Yahoo! Contributor Network Needs New, Less Idiotic ContributorsBy
In an article titled Top 5 worst teams in history to win the World Series, Andrew Mindzak ranks the 2003 Marlins as the third worst team in the history of Major League Baseball to ever win a World Series. Or the second worst, depending on whether you’re reading from the top or the bottom. No worries. His reasoning gets no more intelligent, either way.
Not that it matters, or that I particularly care one way or the other, where some writer on the internet ranks a baseball team in a generic category made up entirely in his own mind, but if he’s going to do it, he should at least make an attempt to not sound stupid. Or, at the very least, try to sound like someone who knows what he’s talking about. Unfortunately:
2003 Florida Marlins: The Marlins finished the season 91-71 and then beat the San Francisco Giants in the NLDS before beating the Chicago Cubs in the infamous “Bartman NLCS” before taking home their second World Series title after beating the New York Yankees. Their offense was decent, but let me read off their starting pitchers: Carl Pavano, Brad Penny, Mark Redman, and Dontrelle Willis. Sure, Josh Beckett was a beast in that World Series, but Carl Pavano?
If you want to make fun of Mark Redman, I’m not about to stop you. He’s fair game. (Although, he was a monster whenever I used him in video games!) It’s the inclusion of Carl Pavano, Brad Penny and Dontrelle Willis that annoys me more than anything.
Look, I know it’s hard for the kiddies to remember Pavano and Penny for anything other than stealing a combined $80 bazillion from an assortment of teams over the last five or six years, but there’s a reason those other teams kept throwing boatloads of money at them. At one point, they were pretty good. And that point happened to be around the time the Marlins won the 2003 World Series.

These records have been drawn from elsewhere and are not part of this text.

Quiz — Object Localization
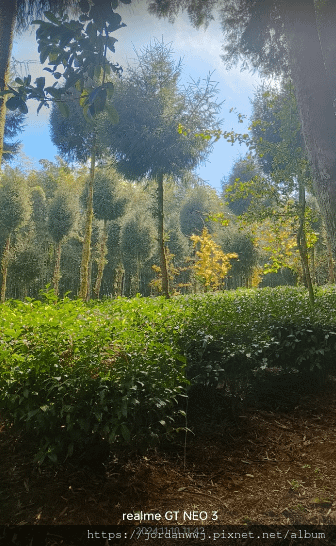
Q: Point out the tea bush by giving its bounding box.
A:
[0,287,336,463]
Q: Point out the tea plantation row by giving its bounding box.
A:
[0,287,336,463]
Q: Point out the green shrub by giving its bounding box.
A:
[0,287,336,463]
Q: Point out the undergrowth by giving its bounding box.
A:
[0,287,336,464]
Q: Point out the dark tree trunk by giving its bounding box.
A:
[79,135,96,301]
[296,180,314,305]
[93,220,107,300]
[156,173,169,298]
[279,0,336,259]
[52,241,62,296]
[0,234,11,303]
[0,0,17,166]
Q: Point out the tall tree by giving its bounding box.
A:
[0,168,29,302]
[106,41,220,297]
[48,191,75,296]
[150,0,336,259]
[93,169,126,298]
[0,0,80,165]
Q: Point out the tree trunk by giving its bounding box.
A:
[79,136,96,301]
[0,0,17,167]
[156,173,169,298]
[279,0,336,259]
[0,234,11,303]
[93,220,107,299]
[326,236,335,284]
[297,180,314,306]
[52,241,62,297]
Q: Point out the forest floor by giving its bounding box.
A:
[0,378,336,536]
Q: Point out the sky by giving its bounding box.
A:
[13,0,261,192]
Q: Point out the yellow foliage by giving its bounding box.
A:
[190,228,238,290]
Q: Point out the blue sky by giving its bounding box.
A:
[13,0,261,191]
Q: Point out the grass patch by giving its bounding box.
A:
[0,287,336,464]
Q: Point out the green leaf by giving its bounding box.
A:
[105,102,119,125]
[44,11,61,25]
[104,82,114,99]
[120,423,131,442]
[35,77,45,89]
[44,87,62,99]
[6,97,28,114]
[47,451,57,463]
[57,101,70,118]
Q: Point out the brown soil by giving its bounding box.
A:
[0,379,336,544]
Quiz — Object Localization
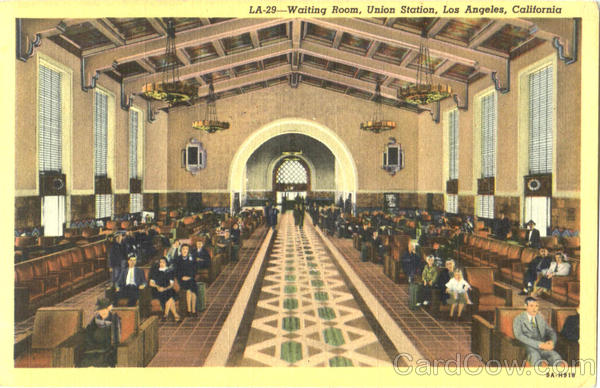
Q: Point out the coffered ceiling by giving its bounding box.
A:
[18,18,572,111]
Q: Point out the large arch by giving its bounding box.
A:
[228,118,358,209]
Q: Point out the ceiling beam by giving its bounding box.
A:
[250,30,260,48]
[469,20,506,48]
[146,18,167,36]
[175,49,192,66]
[427,18,452,38]
[123,41,292,93]
[433,59,454,76]
[300,42,466,96]
[292,19,302,50]
[136,59,156,73]
[90,19,125,46]
[198,65,292,97]
[366,41,380,58]
[84,19,282,74]
[300,66,398,100]
[311,18,508,73]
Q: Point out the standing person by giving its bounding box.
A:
[271,206,279,230]
[116,255,146,307]
[446,269,472,319]
[231,222,242,262]
[401,242,421,310]
[519,248,552,295]
[149,257,181,322]
[421,255,438,306]
[175,244,198,317]
[525,220,542,248]
[108,233,127,288]
[264,201,271,228]
[513,296,564,366]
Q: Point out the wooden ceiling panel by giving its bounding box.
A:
[64,22,112,50]
[302,55,329,69]
[221,33,253,55]
[148,54,183,71]
[373,43,408,65]
[233,62,260,77]
[258,23,288,46]
[392,18,435,33]
[263,54,288,70]
[481,24,530,53]
[443,63,475,81]
[306,23,335,45]
[340,32,371,54]
[117,61,146,78]
[436,18,490,44]
[108,18,160,40]
[328,62,358,77]
[185,43,218,63]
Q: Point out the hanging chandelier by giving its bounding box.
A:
[142,20,198,106]
[398,36,452,105]
[360,80,396,133]
[192,80,229,133]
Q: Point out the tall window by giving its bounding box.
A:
[94,90,112,218]
[446,194,458,214]
[38,64,62,173]
[448,109,458,179]
[481,93,497,178]
[129,109,139,178]
[529,65,553,174]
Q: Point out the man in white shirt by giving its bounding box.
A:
[513,296,564,366]
[115,256,146,307]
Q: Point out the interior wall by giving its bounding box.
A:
[168,84,418,192]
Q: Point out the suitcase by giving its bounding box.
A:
[408,283,421,310]
[196,282,206,312]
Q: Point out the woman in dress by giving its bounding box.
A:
[150,257,181,322]
[446,269,472,319]
[531,252,571,297]
[175,244,198,317]
[79,298,121,367]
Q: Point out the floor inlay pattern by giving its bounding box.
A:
[240,213,391,367]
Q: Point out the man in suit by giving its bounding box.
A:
[525,220,542,248]
[115,256,146,307]
[513,296,564,366]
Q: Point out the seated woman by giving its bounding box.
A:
[531,252,571,297]
[79,298,121,367]
[437,259,456,305]
[192,239,210,269]
[175,244,198,317]
[150,257,181,322]
[446,269,472,319]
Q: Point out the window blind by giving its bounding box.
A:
[38,65,62,172]
[94,92,108,176]
[529,66,553,174]
[96,194,112,219]
[129,193,144,213]
[477,195,494,219]
[448,110,458,179]
[481,93,497,178]
[446,194,458,214]
[129,110,138,178]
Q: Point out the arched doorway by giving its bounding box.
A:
[273,156,311,211]
[229,118,358,214]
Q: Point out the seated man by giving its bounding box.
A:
[519,248,551,295]
[115,256,146,307]
[513,296,564,366]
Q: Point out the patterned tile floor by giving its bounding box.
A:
[234,213,391,366]
[328,224,480,366]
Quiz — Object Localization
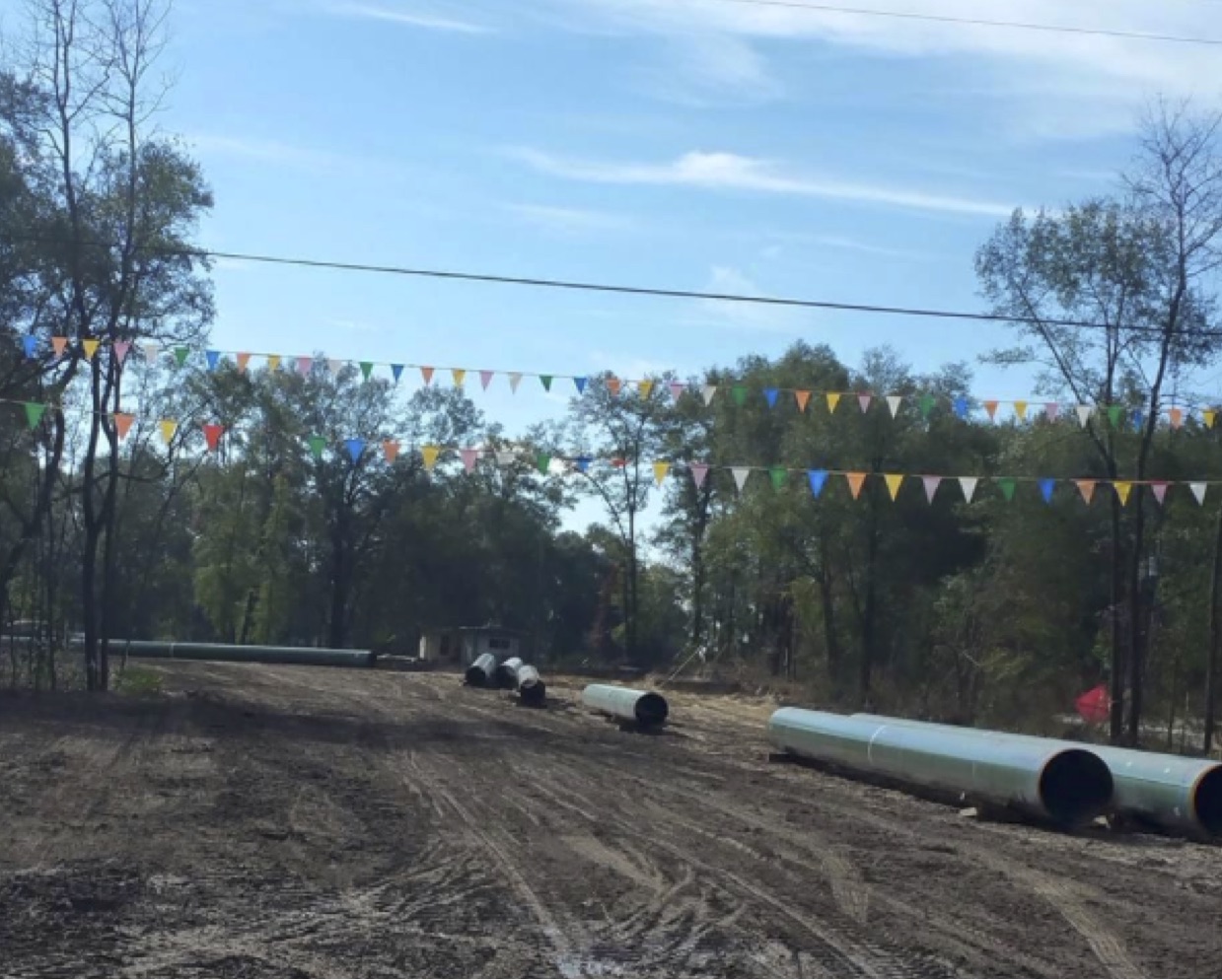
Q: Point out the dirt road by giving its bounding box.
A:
[0,664,1222,976]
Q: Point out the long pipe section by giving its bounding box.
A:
[582,684,670,729]
[466,654,496,688]
[767,708,1112,826]
[853,715,1222,839]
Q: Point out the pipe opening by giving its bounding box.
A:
[1040,749,1112,825]
[1192,766,1222,837]
[635,690,671,725]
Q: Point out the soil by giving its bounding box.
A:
[0,664,1222,978]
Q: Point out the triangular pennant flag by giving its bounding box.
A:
[204,422,225,453]
[114,412,136,441]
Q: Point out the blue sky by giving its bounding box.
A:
[7,0,1222,527]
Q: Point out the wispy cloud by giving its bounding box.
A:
[510,148,1014,218]
[327,2,492,35]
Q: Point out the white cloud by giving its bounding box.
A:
[510,148,1014,218]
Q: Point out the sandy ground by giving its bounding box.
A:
[0,664,1222,976]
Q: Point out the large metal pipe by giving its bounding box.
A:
[582,684,670,729]
[496,657,523,690]
[767,708,1112,826]
[853,715,1222,839]
[517,664,547,705]
[68,637,378,667]
[466,654,496,688]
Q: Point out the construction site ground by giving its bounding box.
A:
[0,663,1222,978]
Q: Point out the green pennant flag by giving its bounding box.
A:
[26,402,46,429]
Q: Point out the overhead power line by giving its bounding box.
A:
[704,0,1222,47]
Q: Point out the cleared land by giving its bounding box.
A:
[0,664,1222,976]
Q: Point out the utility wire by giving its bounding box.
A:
[699,0,1222,47]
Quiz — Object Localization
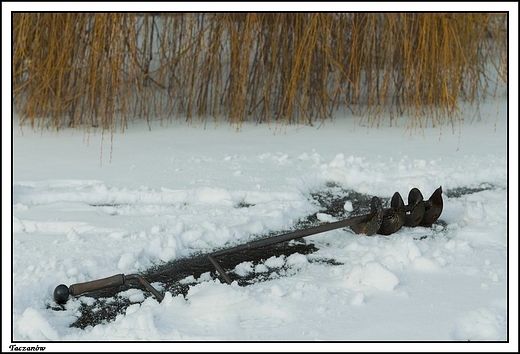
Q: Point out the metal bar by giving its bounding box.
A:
[69,274,125,296]
[210,213,374,263]
[125,274,164,302]
[208,255,232,284]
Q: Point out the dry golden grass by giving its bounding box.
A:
[13,13,507,132]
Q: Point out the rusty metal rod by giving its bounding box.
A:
[211,213,374,257]
[208,213,375,284]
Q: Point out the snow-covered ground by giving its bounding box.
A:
[3,88,518,351]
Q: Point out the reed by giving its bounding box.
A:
[12,13,507,132]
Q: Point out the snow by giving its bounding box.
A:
[3,93,518,351]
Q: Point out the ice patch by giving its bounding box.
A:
[451,307,507,341]
[345,262,399,291]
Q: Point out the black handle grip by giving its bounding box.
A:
[69,274,125,296]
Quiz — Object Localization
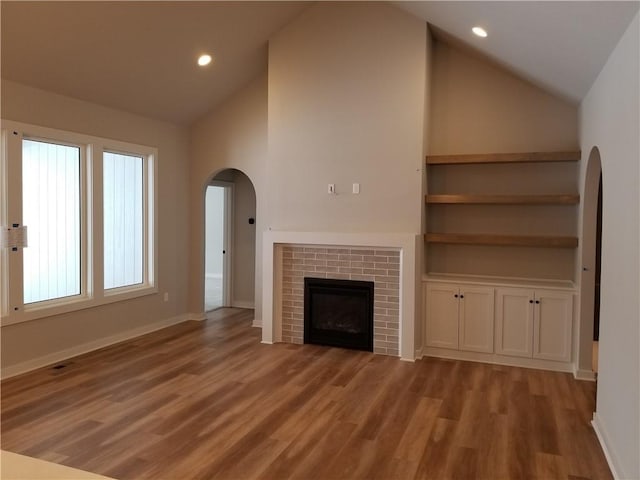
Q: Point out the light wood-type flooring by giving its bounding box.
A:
[2,310,611,480]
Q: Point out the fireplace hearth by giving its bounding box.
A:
[304,277,374,352]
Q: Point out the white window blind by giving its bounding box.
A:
[103,152,144,289]
[22,139,80,304]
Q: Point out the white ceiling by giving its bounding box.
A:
[1,1,308,124]
[398,1,640,103]
[1,0,640,124]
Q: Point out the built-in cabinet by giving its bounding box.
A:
[423,276,574,370]
[496,288,573,362]
[426,283,494,353]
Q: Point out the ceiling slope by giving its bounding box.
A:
[1,1,309,124]
[395,1,640,103]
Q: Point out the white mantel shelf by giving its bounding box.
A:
[262,230,423,361]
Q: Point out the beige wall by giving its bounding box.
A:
[426,41,579,280]
[580,15,640,478]
[1,80,189,370]
[429,41,578,155]
[268,2,427,233]
[231,172,256,308]
[189,73,267,324]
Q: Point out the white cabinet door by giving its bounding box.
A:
[425,283,458,350]
[459,286,494,353]
[495,288,534,358]
[533,290,573,362]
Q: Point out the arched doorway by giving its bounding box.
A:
[579,147,603,378]
[204,169,256,312]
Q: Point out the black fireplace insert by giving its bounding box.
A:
[304,277,374,352]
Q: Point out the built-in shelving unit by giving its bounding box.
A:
[427,151,580,165]
[425,151,581,280]
[425,233,578,248]
[425,194,580,205]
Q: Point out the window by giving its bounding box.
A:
[102,152,144,289]
[0,122,157,325]
[22,139,80,304]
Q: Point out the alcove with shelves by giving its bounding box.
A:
[425,152,580,281]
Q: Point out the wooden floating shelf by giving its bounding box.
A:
[425,233,578,248]
[426,195,580,205]
[427,151,581,165]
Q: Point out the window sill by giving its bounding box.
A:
[0,286,158,327]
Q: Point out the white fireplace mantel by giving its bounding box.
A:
[262,230,422,361]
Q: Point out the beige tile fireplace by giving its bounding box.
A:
[262,231,420,360]
[281,244,400,356]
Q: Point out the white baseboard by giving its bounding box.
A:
[573,368,596,382]
[0,313,195,380]
[231,300,255,309]
[591,412,629,480]
[188,312,207,322]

As for Dontrelle Willis, well, I guess it’s hard to look back and remember that high leg kick going 46-27 in his first three years in the league, tricking the Marlins into holding onto him two years longer than they should have. You know, those first three years in the league, around the time he placed second in Cy Young voting. But, that was, like, almost six whole years ago. Who can remember that far back?
Sure, if you were to put those same names into a starting rotation today, you’d win six games over the course of a season. Maybe seven. But, I don’t imagine the 2003 Marlins trotted out 2007 Carl Pavano, 2008 Brad Penny and 2010 Dontrelle Willis. Over time, players change. Sometimes they become better and sometimes they become worse. But, confusing the past for the present and/or the present for the past is, at best, an idiotic way to put together an idiotic top-5 list.
It is, however, a great way to land a job with the New York Mets scouting department.